Autism is Treatable
The CDC has reported that 1 in 88 of U.S. children has autism, a 78% increase since 2002. This is a call to action for healthcare clinicians to screen and diagnose autism in toddlers as young as 1 ½ to 6 years, when treatment is most effective. Instead of the “wait, see, and pray it’s not true,” there is a program that teaches parents how to stimulate the youngster’s brain and alter autism behavioral symptoms:
- Doesn’t make eye contact
- Doesn’t smile when smiled at
- Doesn’t respond to his or he name or to the sound of a familiar voice
- Doesn’t follow objects visually
- Doesn’t point or wave goodbye or use other gestures to communicate
- Doesn’t initiate or respond to cuddling
- Doesn’t reach out to be picked up
As children become older, the warning signs and symptoms revolve around impaired social skills, speech and language difficulties, non-verbal communication problems, and inflexible and repetitive behaviors.

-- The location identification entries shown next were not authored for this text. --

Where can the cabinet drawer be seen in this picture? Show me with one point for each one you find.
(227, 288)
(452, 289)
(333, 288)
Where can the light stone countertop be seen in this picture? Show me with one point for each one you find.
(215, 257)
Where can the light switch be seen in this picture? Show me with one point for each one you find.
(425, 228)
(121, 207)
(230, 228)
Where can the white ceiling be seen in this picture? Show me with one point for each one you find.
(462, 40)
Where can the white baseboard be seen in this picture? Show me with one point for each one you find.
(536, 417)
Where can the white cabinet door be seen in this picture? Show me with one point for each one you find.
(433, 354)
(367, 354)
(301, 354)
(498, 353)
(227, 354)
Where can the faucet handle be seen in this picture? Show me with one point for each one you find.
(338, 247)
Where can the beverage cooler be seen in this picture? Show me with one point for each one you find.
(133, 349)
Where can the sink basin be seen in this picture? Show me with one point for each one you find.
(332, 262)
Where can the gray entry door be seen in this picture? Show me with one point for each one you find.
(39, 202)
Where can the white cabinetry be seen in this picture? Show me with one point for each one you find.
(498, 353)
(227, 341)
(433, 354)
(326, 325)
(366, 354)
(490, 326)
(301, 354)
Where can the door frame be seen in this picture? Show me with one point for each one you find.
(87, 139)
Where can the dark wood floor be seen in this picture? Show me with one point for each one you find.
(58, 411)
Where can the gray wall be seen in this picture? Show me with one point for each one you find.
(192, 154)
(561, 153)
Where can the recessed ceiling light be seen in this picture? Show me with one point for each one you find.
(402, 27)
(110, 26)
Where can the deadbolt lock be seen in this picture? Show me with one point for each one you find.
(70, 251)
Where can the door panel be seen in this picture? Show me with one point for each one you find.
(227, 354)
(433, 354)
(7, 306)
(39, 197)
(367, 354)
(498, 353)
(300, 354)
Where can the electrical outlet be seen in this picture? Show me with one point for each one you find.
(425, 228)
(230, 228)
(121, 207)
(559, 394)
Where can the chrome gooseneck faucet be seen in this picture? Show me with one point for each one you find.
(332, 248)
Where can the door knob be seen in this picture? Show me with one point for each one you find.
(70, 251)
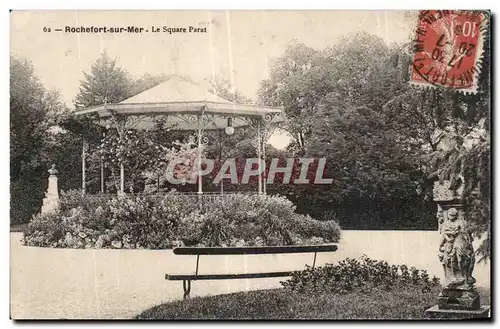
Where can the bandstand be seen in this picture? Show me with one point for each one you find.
(187, 106)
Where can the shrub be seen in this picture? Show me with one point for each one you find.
(357, 275)
(165, 221)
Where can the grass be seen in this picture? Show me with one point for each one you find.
(282, 304)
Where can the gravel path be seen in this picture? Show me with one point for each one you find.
(112, 284)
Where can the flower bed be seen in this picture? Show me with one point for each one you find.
(171, 220)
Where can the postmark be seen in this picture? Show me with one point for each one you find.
(448, 48)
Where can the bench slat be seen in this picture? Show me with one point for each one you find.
(253, 250)
(175, 277)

The Early Start Denver Model (ESDM) teaches parents how to use play as a learning tool to reverse the behaviors of autism spectrum disorders (ASD). ESDM uses techniques of Applied Behavioral Analysis (ABA) and other play-based, relationship-based teaching methods in 20 hours of weekly sessions with parents. The study that demonstrated the effectiveness of this behavioral learning approach was published in the October 26, 2012 issue of the Journal of the American Academy of Child & Adolescent Psychiatry.
Do you screen for autism in your very young patients?
Is there an Early Start Denver Model program in your area?